Raltegravir is an HIV integrase strand transfer inhibitor. By inhibiting the catalytic activity of HIV-1 integrase, raltegravir prevents the covalent integration of unintegrated linear HIV-1 DNA into the host cell genome, thus preventing the formation of the HIV-1 provirus and thereby preventing propagation of the viral infection. This agent was approved in combination with other antiretroviral agents on October 12, 2007, for the treatment of HIV-1 infection in treatment-experienced adult patients with evidence of viral replication and HIV-1 strains that are resistant to multiple antiretroviral agents.
Efficacy. The efficacy of raltegravir was assessed in 2 randomized, double-blind, placebo-controlled trials (BENCHMRK 1 and BENCHMRK 2), which are ongoing. The trials enrolled antiretroviral treatment-experienced adult (aged ≥16 years) patients with HIV-1 infection and with documented resistance to ≥1 drug in each of 3 classes of antiretroviral therapies (nonnucleoside reverse transcriptase inhibitors, nucleoside reverse transcriptase inhibitors, and protease inhibitors). Patients were randomized to receive raltegravir 400 mg BID plus optimized background therapy (OBT) or placebo plus OBT. After 24 weeks of treatment, 216 of 286 patients (75.5%) who received raltegravir plus OBT demonstrated HIV-1 RNA <400 copies/mL versus 59 of 150 patients (39.3%) treated with placebo plus OBT. Additionally, 179 of the raltegravir-treated patients (62.6%) demonstrated HIV-1 RNA <50 copies/mL versus 50 patients (33.3%) who received placebo plus OBT. Patients treated with raltegravir plus OBT demonstrated a mean change from baseline in plasma HIV-1 RNA of –1.85 log10 copies/mL versus –0.84 log10 copies/mL in patients treated with placebo plus OBT. Raltegravir-treated patients demonstrated a mean increase from baseline in CD4+ cell counts of 89 cells/mm3 versus 35 cells/mm3 among patients treated with placebo plus OBT.
Safety. When treatment is initiated, patients may develop immune reconstitution syndrome, an inflammatory response to indolent or residual opportunistic infections. Serious drug-related reactions observed in patients treated with raltegravir in clinical trials included hypersensitivity, anemia, neutropenia, myocardial infarction (MI), gastritis, hepatitis, herpes simplex, toxic nephropathy, renal failure, chronic renal failure, and renal tubular necrosis.
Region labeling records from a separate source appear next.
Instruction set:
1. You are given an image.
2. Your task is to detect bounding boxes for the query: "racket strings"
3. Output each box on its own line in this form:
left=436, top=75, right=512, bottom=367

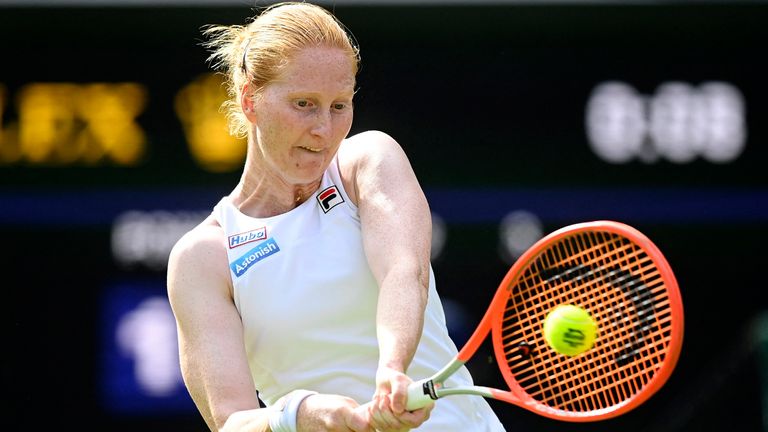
left=501, top=232, right=672, bottom=412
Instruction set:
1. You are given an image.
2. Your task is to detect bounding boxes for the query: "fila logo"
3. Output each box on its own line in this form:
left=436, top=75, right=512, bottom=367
left=228, top=227, right=267, bottom=249
left=317, top=185, right=344, bottom=213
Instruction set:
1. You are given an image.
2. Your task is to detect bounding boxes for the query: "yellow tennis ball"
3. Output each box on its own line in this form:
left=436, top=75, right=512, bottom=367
left=544, top=304, right=598, bottom=356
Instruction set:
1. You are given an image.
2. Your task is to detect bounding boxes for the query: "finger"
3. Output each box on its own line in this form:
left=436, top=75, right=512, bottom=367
left=391, top=378, right=408, bottom=415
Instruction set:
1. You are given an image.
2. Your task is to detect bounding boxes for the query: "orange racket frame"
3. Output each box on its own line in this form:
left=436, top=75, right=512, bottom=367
left=408, top=221, right=683, bottom=422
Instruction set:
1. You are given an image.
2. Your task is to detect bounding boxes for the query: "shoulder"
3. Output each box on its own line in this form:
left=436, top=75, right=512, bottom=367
left=338, top=130, right=408, bottom=178
left=339, top=130, right=400, bottom=160
left=168, top=217, right=229, bottom=296
left=337, top=130, right=408, bottom=205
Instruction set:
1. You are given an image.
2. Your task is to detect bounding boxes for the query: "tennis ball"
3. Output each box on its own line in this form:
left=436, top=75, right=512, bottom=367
left=544, top=304, right=597, bottom=356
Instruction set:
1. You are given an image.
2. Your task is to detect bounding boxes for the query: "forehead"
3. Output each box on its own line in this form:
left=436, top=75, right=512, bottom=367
left=272, top=47, right=355, bottom=92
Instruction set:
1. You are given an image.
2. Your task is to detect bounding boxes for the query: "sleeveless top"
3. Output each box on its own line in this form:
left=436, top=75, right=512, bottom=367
left=213, top=154, right=504, bottom=431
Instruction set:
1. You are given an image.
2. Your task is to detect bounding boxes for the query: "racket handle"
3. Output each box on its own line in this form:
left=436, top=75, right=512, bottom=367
left=405, top=380, right=435, bottom=411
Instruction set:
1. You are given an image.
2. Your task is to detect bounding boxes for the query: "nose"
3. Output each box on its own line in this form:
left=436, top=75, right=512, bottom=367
left=312, top=110, right=333, bottom=137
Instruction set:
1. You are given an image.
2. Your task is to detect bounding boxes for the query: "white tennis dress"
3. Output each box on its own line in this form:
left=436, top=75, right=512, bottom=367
left=213, top=159, right=504, bottom=432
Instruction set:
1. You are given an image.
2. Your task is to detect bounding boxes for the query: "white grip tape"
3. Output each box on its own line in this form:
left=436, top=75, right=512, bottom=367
left=269, top=390, right=317, bottom=432
left=405, top=380, right=437, bottom=411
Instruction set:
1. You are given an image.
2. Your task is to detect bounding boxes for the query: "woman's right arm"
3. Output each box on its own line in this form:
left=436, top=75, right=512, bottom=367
left=168, top=222, right=269, bottom=432
left=168, top=222, right=371, bottom=432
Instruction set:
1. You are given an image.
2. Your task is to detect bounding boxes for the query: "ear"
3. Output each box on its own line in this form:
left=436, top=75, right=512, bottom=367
left=240, top=83, right=256, bottom=123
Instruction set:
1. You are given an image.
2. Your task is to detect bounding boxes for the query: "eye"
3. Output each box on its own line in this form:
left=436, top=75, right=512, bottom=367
left=332, top=102, right=352, bottom=111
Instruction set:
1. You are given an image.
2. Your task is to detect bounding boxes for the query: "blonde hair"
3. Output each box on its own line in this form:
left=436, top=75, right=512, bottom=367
left=203, top=2, right=360, bottom=137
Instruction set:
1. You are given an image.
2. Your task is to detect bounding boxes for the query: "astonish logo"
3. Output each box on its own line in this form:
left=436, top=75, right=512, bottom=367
left=229, top=227, right=267, bottom=249
left=229, top=239, right=280, bottom=277
left=317, top=185, right=344, bottom=213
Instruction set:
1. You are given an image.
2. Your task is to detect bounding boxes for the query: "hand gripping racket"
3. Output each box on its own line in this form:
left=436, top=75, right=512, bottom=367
left=407, top=221, right=683, bottom=422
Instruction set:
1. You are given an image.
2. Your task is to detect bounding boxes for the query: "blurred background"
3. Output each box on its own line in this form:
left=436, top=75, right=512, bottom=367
left=0, top=0, right=768, bottom=432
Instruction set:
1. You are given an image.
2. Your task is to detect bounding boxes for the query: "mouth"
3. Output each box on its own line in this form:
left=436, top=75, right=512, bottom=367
left=299, top=146, right=323, bottom=153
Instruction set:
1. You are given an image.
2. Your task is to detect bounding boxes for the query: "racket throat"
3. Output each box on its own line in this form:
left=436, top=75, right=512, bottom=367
left=421, top=380, right=437, bottom=400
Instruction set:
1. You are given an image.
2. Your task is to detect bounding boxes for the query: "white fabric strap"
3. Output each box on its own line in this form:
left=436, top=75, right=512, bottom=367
left=269, top=390, right=317, bottom=432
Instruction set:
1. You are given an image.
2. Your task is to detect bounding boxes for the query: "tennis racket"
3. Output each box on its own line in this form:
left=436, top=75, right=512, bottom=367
left=407, top=221, right=683, bottom=422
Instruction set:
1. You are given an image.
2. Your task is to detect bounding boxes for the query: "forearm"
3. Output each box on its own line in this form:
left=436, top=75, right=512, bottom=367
left=376, top=270, right=429, bottom=373
left=221, top=408, right=271, bottom=432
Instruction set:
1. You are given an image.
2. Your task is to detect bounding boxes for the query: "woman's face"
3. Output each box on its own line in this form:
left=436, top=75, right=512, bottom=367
left=252, top=47, right=355, bottom=185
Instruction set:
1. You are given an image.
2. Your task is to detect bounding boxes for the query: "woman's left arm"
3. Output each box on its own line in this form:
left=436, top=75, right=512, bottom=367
left=342, top=131, right=432, bottom=430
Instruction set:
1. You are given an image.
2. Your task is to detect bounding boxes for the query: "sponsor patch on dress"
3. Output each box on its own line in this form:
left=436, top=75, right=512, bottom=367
left=229, top=239, right=280, bottom=277
left=227, top=226, right=267, bottom=249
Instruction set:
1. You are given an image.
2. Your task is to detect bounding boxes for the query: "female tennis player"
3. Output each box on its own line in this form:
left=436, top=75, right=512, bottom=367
left=168, top=2, right=504, bottom=432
Myopathy and rhabdomyolysis were also reported in clinical trials; the possible relationship between these events and raltegravir treatment is unknown. The most common adverse events observed in raltegravir-treated patients include diarrhea, nausea, headache, and pyrexia.
Pricing. The wholesale acquisition cost of raltegravir is expected to be approximately $27 per day, or approximately $9,855 per year.